Here is a crash course on some important acronyms and pay per click lingo: (my personal definitions)
- Ad Campaign- An overarching category that contains multiple ad groups.
- Ad Group- Contains multiple keywords and advertisements within a group. Advertisements will only display for keyword that are found within the Ad group.
- Keyword- The search query or phrase that the marketing team anticipates your potential customers will type.
- Text Ad- Multiple text ads can be placed at the Ad Group level and displays when keywords within the Ad Group are typed.
- Impressions-The number of times the search network has displayed your advertisement. This metric can be seen at the keyword, advertisement, ad group, ad campaign and account level.
- Clicks- The number of times consumers have clicked on your advertisement. This metric can be seen at the keyword, advertisement, ad group, ad campaign and account level.
- CTR- Click-through-rate is a percentage derived from clicks on a specific advertisement divided by the amount of impressions which the advertisement had. This metric can be seen at the keyword, advertisement, ad group, ad campaign and account levels.
- CPC- Cost-per-click is the rate which is paid for a click on a specific keyword.
- CPM- Cost-per-thousand-impressions is a less common payment model. It is the rate which is paid for every thousand impressions for a specific keyword.
- Avg. CPC- The average cost-per-click across an arbitrary time period. This metric can be seen at the keyword, advertisement, ad group, ad campaign and account level.
- Avg. CPM- The average cost-per-impression across an arbitrary time period. This metric can be seen at the keyword, advertisement, ad group, ad campaign and account level.

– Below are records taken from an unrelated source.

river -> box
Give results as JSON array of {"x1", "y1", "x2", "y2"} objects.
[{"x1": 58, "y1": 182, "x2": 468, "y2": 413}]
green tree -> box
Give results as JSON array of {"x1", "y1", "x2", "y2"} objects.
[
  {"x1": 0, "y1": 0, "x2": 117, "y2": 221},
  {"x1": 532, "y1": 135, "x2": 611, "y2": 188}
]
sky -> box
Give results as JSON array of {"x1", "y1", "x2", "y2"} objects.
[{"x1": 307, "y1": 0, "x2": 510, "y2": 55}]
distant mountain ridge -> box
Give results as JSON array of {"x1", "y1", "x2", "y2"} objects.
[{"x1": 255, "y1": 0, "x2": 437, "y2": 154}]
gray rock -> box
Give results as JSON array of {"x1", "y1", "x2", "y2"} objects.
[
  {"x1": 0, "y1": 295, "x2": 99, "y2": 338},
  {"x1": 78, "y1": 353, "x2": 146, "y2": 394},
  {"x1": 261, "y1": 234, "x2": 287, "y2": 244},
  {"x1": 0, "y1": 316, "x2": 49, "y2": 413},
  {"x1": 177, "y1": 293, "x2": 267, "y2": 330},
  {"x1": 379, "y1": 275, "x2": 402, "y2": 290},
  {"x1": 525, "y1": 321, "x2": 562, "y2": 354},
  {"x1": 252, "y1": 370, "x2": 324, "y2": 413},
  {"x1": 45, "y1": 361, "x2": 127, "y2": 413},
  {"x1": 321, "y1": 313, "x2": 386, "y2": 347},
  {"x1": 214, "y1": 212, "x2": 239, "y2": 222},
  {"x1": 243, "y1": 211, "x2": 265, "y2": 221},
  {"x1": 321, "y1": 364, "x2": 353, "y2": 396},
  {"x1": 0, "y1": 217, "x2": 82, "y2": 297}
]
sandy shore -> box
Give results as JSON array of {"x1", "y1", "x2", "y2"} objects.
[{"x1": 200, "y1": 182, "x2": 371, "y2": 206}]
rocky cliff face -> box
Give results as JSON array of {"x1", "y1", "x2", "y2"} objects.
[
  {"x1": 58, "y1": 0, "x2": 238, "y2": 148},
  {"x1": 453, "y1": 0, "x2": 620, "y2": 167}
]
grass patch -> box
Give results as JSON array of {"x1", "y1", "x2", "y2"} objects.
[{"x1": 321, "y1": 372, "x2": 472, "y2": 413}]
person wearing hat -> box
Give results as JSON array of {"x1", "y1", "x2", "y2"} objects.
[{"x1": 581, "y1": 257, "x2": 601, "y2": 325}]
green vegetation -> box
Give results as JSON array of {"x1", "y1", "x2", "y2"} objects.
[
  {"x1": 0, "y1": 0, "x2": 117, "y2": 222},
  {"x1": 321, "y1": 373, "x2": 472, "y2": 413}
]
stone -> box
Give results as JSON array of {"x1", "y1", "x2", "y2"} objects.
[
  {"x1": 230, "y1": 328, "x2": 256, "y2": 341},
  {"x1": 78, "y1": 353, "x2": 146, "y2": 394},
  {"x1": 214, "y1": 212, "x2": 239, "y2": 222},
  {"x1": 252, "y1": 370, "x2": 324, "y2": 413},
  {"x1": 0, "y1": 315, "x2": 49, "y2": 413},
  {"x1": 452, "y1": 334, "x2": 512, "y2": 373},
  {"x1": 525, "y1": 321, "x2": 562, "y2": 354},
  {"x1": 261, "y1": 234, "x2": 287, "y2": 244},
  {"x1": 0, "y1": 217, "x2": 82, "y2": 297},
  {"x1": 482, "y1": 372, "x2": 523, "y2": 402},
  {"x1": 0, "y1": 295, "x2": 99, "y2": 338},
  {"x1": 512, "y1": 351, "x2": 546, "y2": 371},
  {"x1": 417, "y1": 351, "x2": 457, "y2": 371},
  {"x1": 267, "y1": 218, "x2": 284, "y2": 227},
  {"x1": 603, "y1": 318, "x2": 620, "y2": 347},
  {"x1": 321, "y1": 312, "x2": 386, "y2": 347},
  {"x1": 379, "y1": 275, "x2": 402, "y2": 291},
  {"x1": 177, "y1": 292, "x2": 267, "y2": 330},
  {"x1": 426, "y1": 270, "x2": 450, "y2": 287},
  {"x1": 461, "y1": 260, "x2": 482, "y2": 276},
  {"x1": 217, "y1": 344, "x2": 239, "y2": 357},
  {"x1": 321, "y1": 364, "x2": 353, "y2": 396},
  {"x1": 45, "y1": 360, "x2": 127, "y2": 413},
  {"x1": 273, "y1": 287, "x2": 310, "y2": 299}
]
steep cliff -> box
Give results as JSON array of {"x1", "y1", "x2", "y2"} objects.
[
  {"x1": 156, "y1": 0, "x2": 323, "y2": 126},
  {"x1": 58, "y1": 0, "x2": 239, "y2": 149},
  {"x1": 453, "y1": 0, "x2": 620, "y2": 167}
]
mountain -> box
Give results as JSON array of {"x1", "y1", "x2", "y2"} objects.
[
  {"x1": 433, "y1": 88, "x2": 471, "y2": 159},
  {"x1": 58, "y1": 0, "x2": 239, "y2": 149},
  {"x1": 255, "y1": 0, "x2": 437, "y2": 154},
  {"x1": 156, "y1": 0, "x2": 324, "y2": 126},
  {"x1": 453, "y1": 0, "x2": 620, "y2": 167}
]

- Conversion Rate- A metric that is tracked only if your pay per click management company implements conversion code on a page that is considered a successful transaction. A successful transaction can be defined as a newsletter sign up, blog sign up, purchase on the site, etc. This percentage is derived from number of conversions divided by number of clicks. This metric can be seen at the keyword, advertisement, ad group, ad campaign and account levels.
- Cost per Conversion- The rate which you are paying for each conversion. This dollar value is determined by cost divided by number of conversions. This metric can be seen at the keyword, advertisement, ad group, ad campaign and account levels.